Housing Market Improves, but Growth Years Away
Prices are stabilizing, but not going up
The economic crisis that began in 2007 was the direct result of a crash in the housing market. Banks approved home loans for unqualified borrowers. When these borrowers were unable to keep up payments, the banks lost billions, leading the U.S. economy and financial system to the brink of collapse.

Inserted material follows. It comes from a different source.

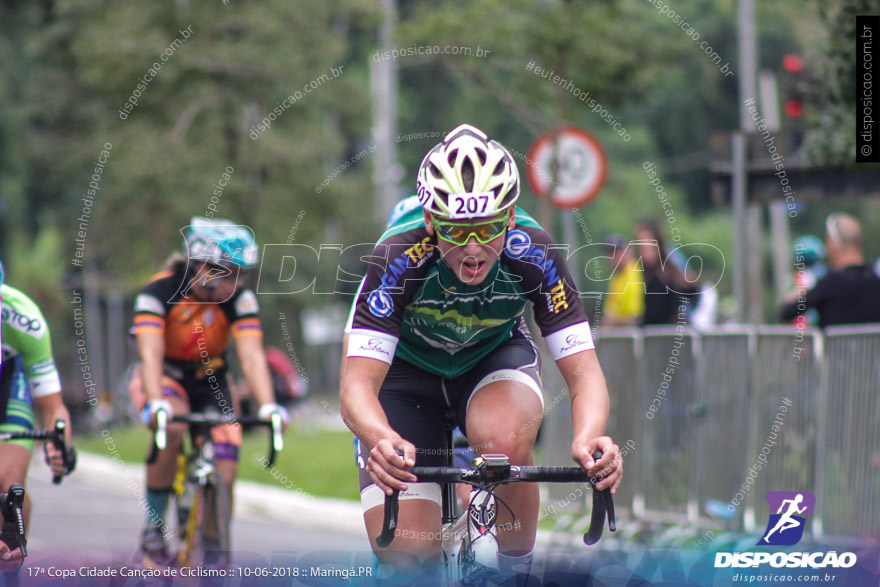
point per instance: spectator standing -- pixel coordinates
(667, 288)
(625, 301)
(850, 292)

There is optimism that the worst of the financial crisis is in the past. Employment numbers are improving, stocks are gaining ground, and American consumers are beginning to feel more optimistic about the future. Many economists predict 2012 will be the year the economy turns around and permanently ends the Great Recession.
But does the closing chapter of the Great Recession also signal an end to the housing slump? Since the housing bubble burst, homeowners have seen the value of their house depreciate at record levels. Potential buyers find it hard to secure a home loan. For many, owning a home, once a stalwart of the American economy and a key asset in building wealth, lost its allure.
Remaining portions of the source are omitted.